Un collectif d'associations profite des commémorations du séisme en Haïti pour dénoncer les conditions d'accueil pour les réfugiés haïtiens en France. Rappelant que le gouvernement français s'était engagé à faciliter l'accueil de ressortissants haïtiens quelques jours à peine après le séisme, ces ONG, dont la Ligue des droits de l'homme (LDH), le collectif Migrants outre mer et l'Association nationale d'assistance aux frontières pour les étrangers (Anafe) ont diffusé un texte intitulé "Les victimes ne sont pas les bienvenues au pays de l'immigration choisie".

"Nous espérions, après le tremblement de terre, que la gestion des dossiers des Haïtiens serait moins scandaleuse que ce que nous voyons habituellement de la part de ce gouvernement, mais nous avons été déçus, a dit la LDH. Il y a un gouffre entre ce qui a été promis et ce qui a été tenu." Le gouvernement français, par la voix du ministre de l'immigration de l'époque, Eric Besson, avait promis "un dispositif exceptionnel", "une réaction à la hauteur de la tradition républicaine d'accueil, de solidarité et d'humanité de la France", qui prendrait la forme d'un allègement des conditions de regroupement familial, de la suspension des expulsions et d'un assouplissement des délivrances de visas.

Or, selon les ONG, les mesures du gouvernement n'ont été appliquées que "quelques jours" quand elles n'ont pas purement et simplement été ignorées. "Les guichets spécifiques ouverts dans les préfectures ont fermé au bout de quelques jours" et "aucune des restrictions légales au regroupement familial n'a été levée" pour les Haïtiens, signale ainsi la LDH.

Pire, selon son président, Jean-Pierre Dubois, les Haïtiens qui ont tenté de se rendre en France depuis le séisme "ont eu plus de mal que d'autres étrangers". "Malgré les destructions qui se sont ajoutées aux carences du système d'état-civil, l'ambassade [de France à Haïti] a maintenu des exigences discriminatoires qui lui permettent de rejeter la plupart des demandes", explique-t-il. De nombreux Haïtiens ont tout perdu après le séisme, y compris leurs papiers. Or les conditions d'attribution d'un visa français sont drastiques en Haïti, comme le montre une enquête de la Cimade sur les pratiques des consulats de France. Sont notamment exigés un acte d’état civil accompagné d’un extrait des Archives nationales – détruites lors du séisme –, un extrait d’archives établi après le 1er février 2008 ainsi qu'un "certificat de baptême".

"DEMANDES IMPOSSIBLES À SATISFAIRE"

Il n'y a eu aucun assouplissement de la part des services administratifs français en 2010, selon ces ONG. "Ces demandes étaient déjà excessives avant le séisme.
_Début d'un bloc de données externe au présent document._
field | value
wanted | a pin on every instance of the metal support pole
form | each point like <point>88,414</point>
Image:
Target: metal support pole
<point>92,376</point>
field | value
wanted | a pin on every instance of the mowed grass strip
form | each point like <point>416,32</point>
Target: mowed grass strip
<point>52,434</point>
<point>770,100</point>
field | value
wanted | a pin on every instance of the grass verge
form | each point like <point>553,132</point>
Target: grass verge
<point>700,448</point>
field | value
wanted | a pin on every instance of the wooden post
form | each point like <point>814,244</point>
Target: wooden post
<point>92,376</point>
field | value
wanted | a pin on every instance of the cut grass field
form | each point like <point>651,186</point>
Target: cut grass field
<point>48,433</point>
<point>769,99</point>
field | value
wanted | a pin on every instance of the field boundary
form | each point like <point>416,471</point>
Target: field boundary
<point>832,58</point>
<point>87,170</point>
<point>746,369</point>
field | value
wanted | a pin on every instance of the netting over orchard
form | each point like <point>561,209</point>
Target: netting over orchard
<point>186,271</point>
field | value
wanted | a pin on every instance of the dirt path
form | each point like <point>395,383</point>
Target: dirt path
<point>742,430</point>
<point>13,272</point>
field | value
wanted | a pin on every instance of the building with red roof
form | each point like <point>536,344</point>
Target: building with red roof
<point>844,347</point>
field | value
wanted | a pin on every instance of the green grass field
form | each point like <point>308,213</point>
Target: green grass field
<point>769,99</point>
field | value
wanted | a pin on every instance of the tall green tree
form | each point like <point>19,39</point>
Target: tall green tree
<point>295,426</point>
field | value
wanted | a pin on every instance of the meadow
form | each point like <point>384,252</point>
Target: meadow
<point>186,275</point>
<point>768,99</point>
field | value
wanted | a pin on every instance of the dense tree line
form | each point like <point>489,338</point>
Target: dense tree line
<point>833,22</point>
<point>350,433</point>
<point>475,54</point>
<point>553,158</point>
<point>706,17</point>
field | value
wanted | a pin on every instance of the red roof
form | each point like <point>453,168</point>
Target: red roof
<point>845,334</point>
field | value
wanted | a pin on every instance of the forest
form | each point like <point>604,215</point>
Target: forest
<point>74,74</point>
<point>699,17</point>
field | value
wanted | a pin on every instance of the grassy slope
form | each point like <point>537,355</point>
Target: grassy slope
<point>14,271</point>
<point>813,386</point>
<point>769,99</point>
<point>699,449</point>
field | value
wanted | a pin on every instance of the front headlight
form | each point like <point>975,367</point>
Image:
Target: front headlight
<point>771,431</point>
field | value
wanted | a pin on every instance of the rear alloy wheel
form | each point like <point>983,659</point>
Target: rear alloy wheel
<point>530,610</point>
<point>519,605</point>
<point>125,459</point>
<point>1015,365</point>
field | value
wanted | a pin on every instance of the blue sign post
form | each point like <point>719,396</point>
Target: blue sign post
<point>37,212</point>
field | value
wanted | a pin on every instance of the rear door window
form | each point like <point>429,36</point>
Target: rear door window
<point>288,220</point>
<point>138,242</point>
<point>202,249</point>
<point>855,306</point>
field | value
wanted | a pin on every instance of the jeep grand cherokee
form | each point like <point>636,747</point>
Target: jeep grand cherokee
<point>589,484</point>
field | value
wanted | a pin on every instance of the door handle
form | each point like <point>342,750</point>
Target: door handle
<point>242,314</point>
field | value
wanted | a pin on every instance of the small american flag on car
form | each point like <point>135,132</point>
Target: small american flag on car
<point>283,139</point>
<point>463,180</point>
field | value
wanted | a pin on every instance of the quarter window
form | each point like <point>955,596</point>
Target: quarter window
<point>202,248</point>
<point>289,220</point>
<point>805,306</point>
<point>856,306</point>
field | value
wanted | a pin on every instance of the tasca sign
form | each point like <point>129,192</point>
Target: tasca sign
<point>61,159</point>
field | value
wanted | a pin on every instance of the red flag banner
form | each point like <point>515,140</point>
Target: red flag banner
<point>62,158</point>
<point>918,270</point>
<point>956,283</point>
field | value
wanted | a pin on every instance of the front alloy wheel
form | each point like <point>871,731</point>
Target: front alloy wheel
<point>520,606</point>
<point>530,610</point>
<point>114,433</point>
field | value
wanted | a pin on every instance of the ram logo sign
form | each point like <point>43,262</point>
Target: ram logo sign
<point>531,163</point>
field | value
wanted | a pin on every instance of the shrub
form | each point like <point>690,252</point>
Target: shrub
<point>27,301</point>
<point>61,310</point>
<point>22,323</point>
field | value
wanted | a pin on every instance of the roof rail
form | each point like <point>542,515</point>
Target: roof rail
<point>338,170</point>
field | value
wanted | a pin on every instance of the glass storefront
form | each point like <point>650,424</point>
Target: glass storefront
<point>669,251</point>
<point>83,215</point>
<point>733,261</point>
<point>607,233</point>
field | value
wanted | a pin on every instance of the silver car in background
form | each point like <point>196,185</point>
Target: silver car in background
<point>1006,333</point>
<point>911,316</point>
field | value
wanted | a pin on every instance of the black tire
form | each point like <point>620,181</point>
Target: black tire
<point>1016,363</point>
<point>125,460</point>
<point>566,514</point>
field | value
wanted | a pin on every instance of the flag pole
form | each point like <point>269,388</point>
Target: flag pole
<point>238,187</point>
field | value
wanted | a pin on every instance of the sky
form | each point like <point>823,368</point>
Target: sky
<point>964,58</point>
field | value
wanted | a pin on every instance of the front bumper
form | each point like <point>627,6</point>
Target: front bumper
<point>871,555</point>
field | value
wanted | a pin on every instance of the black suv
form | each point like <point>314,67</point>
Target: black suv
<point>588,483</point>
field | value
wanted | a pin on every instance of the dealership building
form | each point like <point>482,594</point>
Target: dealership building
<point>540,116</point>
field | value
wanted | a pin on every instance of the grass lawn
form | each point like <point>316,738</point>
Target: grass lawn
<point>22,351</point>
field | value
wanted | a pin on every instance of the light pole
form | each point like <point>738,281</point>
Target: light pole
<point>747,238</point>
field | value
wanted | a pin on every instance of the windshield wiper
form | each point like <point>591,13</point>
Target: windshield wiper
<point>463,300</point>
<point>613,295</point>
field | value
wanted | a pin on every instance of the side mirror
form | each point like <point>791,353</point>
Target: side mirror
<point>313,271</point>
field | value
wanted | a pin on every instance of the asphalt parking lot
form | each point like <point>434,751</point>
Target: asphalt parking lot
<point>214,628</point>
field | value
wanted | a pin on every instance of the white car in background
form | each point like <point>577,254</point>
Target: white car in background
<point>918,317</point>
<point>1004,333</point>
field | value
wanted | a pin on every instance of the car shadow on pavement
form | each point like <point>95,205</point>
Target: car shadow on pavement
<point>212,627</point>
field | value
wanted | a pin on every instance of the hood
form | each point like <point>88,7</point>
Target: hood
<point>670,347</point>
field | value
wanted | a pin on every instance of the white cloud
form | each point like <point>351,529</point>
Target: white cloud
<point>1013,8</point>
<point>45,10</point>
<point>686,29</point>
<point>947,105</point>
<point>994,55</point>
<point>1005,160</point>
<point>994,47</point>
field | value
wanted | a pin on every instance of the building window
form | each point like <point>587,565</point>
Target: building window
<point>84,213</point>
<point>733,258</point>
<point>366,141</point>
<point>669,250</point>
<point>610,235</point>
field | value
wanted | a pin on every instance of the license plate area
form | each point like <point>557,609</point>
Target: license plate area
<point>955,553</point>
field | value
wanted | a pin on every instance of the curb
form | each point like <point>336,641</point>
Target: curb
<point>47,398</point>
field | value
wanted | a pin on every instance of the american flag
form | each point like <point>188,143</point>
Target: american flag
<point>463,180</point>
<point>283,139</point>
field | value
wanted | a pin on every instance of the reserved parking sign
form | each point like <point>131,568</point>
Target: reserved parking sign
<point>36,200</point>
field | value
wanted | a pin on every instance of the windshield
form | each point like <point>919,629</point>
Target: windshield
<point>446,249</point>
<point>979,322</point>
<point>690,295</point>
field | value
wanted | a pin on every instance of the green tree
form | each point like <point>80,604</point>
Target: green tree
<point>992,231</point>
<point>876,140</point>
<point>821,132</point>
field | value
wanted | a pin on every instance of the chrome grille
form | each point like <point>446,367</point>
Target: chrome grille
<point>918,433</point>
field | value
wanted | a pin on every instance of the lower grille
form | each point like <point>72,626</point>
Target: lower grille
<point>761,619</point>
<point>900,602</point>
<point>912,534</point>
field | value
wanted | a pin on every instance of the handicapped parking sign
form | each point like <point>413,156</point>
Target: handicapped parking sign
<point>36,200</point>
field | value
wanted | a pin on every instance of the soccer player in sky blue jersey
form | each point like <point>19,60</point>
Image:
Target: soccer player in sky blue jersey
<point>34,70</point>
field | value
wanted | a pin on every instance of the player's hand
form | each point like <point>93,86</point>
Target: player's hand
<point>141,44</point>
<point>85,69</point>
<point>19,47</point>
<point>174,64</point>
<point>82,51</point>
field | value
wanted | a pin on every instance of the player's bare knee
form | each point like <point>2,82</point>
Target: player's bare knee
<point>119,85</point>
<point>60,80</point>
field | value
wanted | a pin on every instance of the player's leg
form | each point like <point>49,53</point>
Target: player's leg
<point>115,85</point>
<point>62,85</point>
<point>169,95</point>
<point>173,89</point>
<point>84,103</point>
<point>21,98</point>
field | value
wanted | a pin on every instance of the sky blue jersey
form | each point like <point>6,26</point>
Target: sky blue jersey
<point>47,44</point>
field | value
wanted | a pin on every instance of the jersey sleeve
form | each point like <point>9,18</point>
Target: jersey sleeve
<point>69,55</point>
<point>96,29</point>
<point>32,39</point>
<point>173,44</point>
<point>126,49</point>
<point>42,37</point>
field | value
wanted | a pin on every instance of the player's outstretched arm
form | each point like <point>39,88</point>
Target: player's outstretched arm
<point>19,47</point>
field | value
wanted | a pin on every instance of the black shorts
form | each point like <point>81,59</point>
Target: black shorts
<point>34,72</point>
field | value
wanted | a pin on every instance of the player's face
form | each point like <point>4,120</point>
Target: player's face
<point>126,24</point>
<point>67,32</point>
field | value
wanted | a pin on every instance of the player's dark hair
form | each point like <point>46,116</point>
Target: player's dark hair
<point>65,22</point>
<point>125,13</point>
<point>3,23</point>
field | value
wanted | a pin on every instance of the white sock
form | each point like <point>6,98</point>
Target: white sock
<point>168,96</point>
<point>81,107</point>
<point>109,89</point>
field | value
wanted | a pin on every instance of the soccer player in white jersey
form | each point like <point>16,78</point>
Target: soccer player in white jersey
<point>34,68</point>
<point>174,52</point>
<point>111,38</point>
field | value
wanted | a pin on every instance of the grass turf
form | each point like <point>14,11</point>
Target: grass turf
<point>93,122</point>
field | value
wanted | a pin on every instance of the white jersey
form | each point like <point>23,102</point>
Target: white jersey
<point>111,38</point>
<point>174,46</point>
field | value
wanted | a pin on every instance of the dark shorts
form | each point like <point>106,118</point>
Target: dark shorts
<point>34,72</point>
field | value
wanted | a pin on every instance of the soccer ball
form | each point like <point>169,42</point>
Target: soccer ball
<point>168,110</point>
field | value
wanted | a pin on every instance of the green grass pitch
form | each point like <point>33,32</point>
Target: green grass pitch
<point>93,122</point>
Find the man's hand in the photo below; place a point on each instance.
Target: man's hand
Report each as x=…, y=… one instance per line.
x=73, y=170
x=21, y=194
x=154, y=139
Elles sont aujourd'hui impossibles à satisfaire pour les Haïtiens qui ont tout perdu sous les décombres", souligne la Cimade. Pour Jean-Pierre Dubois, cette situation où l'administration "accumule les exigences pour trouver les fraudeurs" est "kafkaïenne". "Comme si ces gens profitaient du séisme pour s'introduire en France", lâche-t-il désabusé.

Une situation qui incite également à contourner les circuits légaux, reconnaît M. Dubois. C'est ce qui est arrivé les 23 et 26 décembre, quand soixante-quinze Haïtiens sont restés en France après avoir obtenu des visas de transit pour se rendre au Bénin. Pour Didier Le Bret, ambassadeur de France en Haïti, ces personnes avaient "abusé d'un programme d'échange d'étudiants mis en place entre Port-au-Prince et Cotonou". A leur arrivée, ils ont tous demandé une admission au titre de l'asile après avoir été placés en zone d'attente à Roissy et Orly. Après un passage devant le juge des libertés, ils ont tous été admis et pourront déposer un dossier en préfecture.

Un parcours du combattant qui aurait pu être écourté si les services administratifs avaient respecté les consignes de M. Besson, mais surtout s'ils avaient simplement respecté le droit français, souligne Jean-Pierre Dubois. "Même si les déclarations d'Eric Besson à l'époque étaient sincères, explique le patron de la LDH, il ne pouvait pas faire preuve 'd'humanité'. Car c'est incompatible avec la politique migratoire de son propre gouvernement."